This was a fan favorite: Creamy Green Beans with Crispy Shallots (it was in the November issue of Better Homes and Gardens, but I modified the shallots). It's a homemade take on the Green Bean Casserole. Everyone loved it and you can make it a day ahead of time. Here's how:
2 pounds fresh green beans, trimmed and cut in 3-inch pieces
6 tablespoons unsalted butter (3/4 stick)
1 white or red onion, diced
1 pound button mushrooms, cleaned and sliced
1/4 cup all-purpose flour
2 1/2 cups milk
2 teaspoons sea salt
1/2 teaspoon freshly ground black pepper
2 gratings of fresh nutmeg
Canola oil, for frying
9 shallots, sliced crosswise in 1/4-inch rings
1/2 cup cornstarch, sifted

Ingredients:
2 pounds fresh green beans, trimmed and cut in 3-inch pieces
6 tablespoons unsalted butter (3/4 stick)

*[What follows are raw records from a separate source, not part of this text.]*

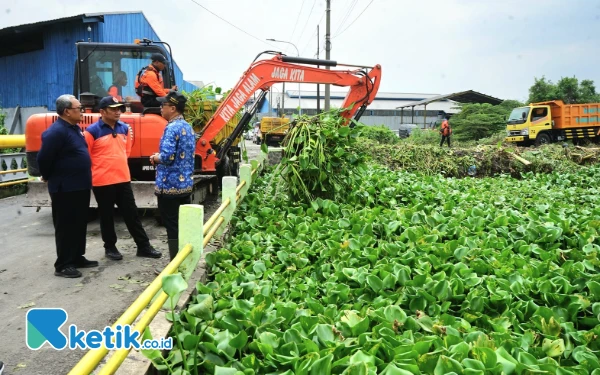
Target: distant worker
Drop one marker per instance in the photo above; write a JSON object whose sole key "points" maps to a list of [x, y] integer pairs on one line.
{"points": [[116, 90], [175, 166], [149, 82], [64, 162], [109, 141], [446, 132]]}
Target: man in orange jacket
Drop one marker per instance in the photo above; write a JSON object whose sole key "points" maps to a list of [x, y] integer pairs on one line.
{"points": [[446, 132], [109, 141], [149, 82]]}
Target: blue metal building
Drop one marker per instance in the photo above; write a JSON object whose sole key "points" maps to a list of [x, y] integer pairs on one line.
{"points": [[37, 61]]}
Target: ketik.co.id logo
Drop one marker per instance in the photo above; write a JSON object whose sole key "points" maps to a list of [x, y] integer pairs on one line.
{"points": [[43, 325]]}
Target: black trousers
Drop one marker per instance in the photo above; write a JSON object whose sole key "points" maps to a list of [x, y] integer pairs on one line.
{"points": [[121, 195], [444, 138], [169, 213], [69, 215]]}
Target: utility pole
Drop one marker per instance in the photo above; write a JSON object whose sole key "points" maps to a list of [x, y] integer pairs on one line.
{"points": [[283, 99], [318, 86], [327, 50]]}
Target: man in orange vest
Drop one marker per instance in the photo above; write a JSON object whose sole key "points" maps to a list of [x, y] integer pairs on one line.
{"points": [[109, 141], [446, 132], [149, 82]]}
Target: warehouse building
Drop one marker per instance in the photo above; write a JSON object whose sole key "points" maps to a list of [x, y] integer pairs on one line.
{"points": [[37, 60], [388, 109]]}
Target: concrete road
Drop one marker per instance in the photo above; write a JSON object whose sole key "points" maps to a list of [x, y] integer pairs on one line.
{"points": [[27, 255]]}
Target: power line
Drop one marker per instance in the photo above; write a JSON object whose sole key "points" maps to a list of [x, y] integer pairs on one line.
{"points": [[351, 23], [307, 43], [315, 33], [297, 19], [230, 24], [345, 18], [308, 19]]}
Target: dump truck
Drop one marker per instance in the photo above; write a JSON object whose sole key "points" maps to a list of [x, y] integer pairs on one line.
{"points": [[553, 121], [273, 130]]}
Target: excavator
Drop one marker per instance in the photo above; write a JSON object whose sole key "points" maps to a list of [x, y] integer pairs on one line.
{"points": [[99, 63]]}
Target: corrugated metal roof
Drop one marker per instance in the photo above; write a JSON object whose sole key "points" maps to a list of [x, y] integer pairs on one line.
{"points": [[84, 17], [37, 78], [468, 96]]}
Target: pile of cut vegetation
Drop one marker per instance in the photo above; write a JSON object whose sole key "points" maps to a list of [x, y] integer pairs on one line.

1 white or red onion, diced
1 pound button mushrooms, cleaned and sliced
1/4 cup all-purpose flour
2 1/2 cups milk
2 teaspoons sea salt
1/2 teaspoon freshly ground black pepper
2 gratings of fresh nutmeg
Canola oil, for frying
9 shallots, sliced crosswise in 1/4-inch rings
1/2 cup cornstarch, sifted
1/2 cup of seasoned breadcrumbs
garlic salt (to taste)
2 eggs
Instructions:
2. Bring a large saucepan of salted water to boiling.

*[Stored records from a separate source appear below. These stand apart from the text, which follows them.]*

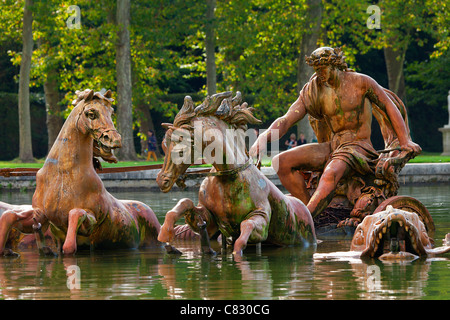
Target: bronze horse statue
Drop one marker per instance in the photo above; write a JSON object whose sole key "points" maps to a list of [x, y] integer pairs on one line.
{"points": [[70, 196], [235, 198]]}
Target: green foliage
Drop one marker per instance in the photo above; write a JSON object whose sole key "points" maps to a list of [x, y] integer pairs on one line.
{"points": [[257, 50]]}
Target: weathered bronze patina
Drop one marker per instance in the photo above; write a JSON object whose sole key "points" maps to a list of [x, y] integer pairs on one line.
{"points": [[235, 198], [393, 235], [70, 196], [342, 170]]}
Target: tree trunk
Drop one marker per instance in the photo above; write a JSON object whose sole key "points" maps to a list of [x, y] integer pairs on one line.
{"points": [[210, 48], [308, 45], [54, 119], [123, 69], [394, 65], [25, 144]]}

Prepare and set aside a large bowl of ice water. Cook green beans in
boiling water about 2 minutes, just until bright green; drain and place
in ice water to cool rapidly. Drain thoroughly.
3. Meanwhile, in very large skillet, melt 2 Tbsp. of
the butter over medium heat. Cook and stir onion in hot butter about 3
minutes, until soft and translucent. Add 1 Tbsp. butter; turn heat to
medium-high. Saute mushrooms about 4 minutes, until golden. Transfer
onions, mushrooms, and beans to a large bowl.
4. Make the homemade cream of mushroom soup: In the same skillet, melt remaining 3
Tbsp. butter over medium heat; stir in flour. Stir constantly, about 2
minutes, until flour turns light brown. Slowly pour in the milk; cook
and stir about 4 minutes, until thickened. Stir in salt, pepper, and
nutmeg. Remove from heat; cool completely. Pour cooked sauce over bean
mixture; stir to coat evenly. Spoon into prepared baking dish.
5. Bake at 350 for 40 minutes. Cover, refrigerate up to one day ahead of time.
6. Meanwhile, mix in a small bowl: cornstarch, breadcrumbs, salt, pepper, garlic salt. Meanwhile, for topping, pour 3 to 4 inches of oil
into a deep heavy saucepan. Heat oil over medium-high heat until
sizzling. Working in batches, separate shallots into rings; toss with
egg, then coat with cornstarch/breadcrumb mixture, shaking off excess. Carefully add to hot oil. Fry
for 2 minutes (each batch), until golden and crisp. Remove with slotted
spoon; drain on paper towels. Set aside in tupperware and store at room temperature until ready to cook.
7. When ready to cook, bake casserole for about 30 minutes at 350, until sauce bubbles around edges. Top with fired shallots and bake remaining five minutes.